Mas não acaba por aqui: o leitor que trouxe essa questão suscitou uma hipótese exótica levantada por Graham Oppy (um ateu filosófico), segundo a qual o estado inicial do universo poderia ser compreendido como metafisicamente necessário. Assim, no raciocínio do interlocutor esse estado inicial do universo (em t1) seria um melhor candidato ao ‘Ser Concreto Necessariamente Existente’ (ou estado modal independente) de um ponto de vista naturalista, mesmo se o argumento cosmológico da contingência fosse aceito.
Esse raciocínio tem um defeito muito sério, e isso nada tem a ver com ser teísta, ateu, panenteísta, etc! E isso me deixou com a pulga atrás da orelha: muitos entusiastas da filosofia analítica da religião, no afã louvável de estar acompanhando artigos recentes da disciplina, podem estar deixando de prestar atenção aos fundamentos de metodologia teórica e de contextualização técnica que são um antídoto salutar contra conclusões apressadas.
Antes de prosseguir, um disclaimer a respeito da minha posição em filosofia analítica da religião. No que concerne ao debate predominante, sou ateu filosófico em relação ao teísmo clássico, entendendo que temos razões significativas para pensar que um Ser Onipotente, Onisciente e Totalmente Bom não existe. Contudo, se expandirmos nossa apreciação para além de teísmo clássico versus ateísmo filosófico, favoreço o panenteísmo como forma de entender a Divindade. Só que, por atrelar esse panenteísmo ao existencialismo religioso (e mais especificamente ao existencialismo judaico), também me comprometo a um agnosticismo às avessas: não é apenas que não temos razões suficientes para seja afirmar ou negar a existência de Deus (como o agnóstico filosófico geralmente faz), mas que a própria pergunta ‘existe ou não’ é profundamente mal colocada. Por isso posso afirmar sem grandes problemas coisas como: Deus NÃO existe — mas Ele ocorre no mundo. (Avisei que você deveria ler o post [108] antes!)
Esse é um dos motivos pelos quais, neste blog, eu não trago tantos assuntos de filosofia analítica da religião, apesar dela figurar entre meus interesses de pesquisa acadêmica profissional. (Meu mestrado e doutorado não foram sobre filosofia da religião, mas neles abordei tópicos como o naturalismo em metodologia filosófica e a metafísica analítica da dependência ontológica, que são recorrentes também na filosofia da religião — então naturalismo e metafísica são literalmente minhas especializações stricto sensu)
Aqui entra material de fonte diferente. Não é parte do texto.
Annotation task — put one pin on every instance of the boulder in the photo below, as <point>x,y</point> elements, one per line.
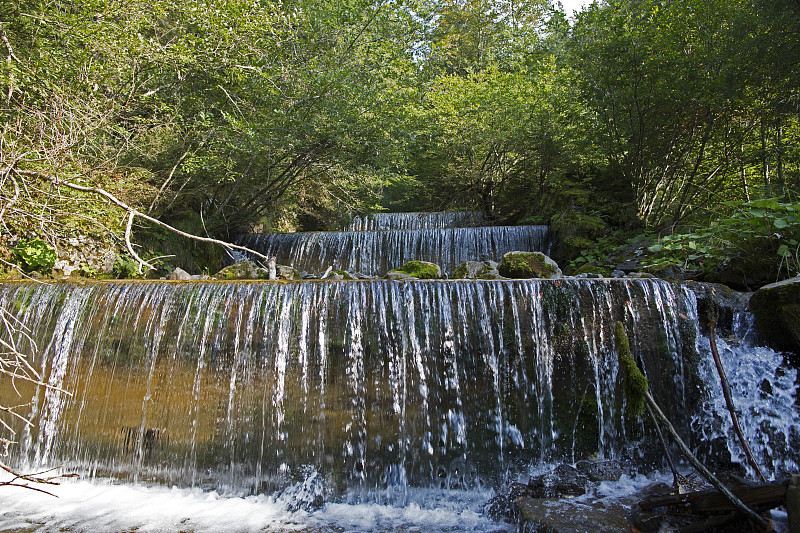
<point>242,270</point>
<point>776,308</point>
<point>528,265</point>
<point>417,270</point>
<point>720,302</point>
<point>564,480</point>
<point>477,270</point>
<point>598,471</point>
<point>180,274</point>
<point>287,273</point>
<point>398,276</point>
Para mim o debate mais substantivo a respeito do significado e relevância do fenômeno religioso (e da própria figura de Deus) se dá em domínios mais fenomenológicos, literários e práticos*. Mas infelizmente muitos entusiastas da filosofia analítica da religião acham que realmente a grande questão é saber se algum Ser abstratamente definido existe ou não. Não me entendam mal: o domínio de questões da filosofia analítica da religião tem seu lugar. É uma exploração mental a respeito dos aspectos mais abstratos e formais do fenômeno em questão — e por isso mesmo necessariamente incompleta.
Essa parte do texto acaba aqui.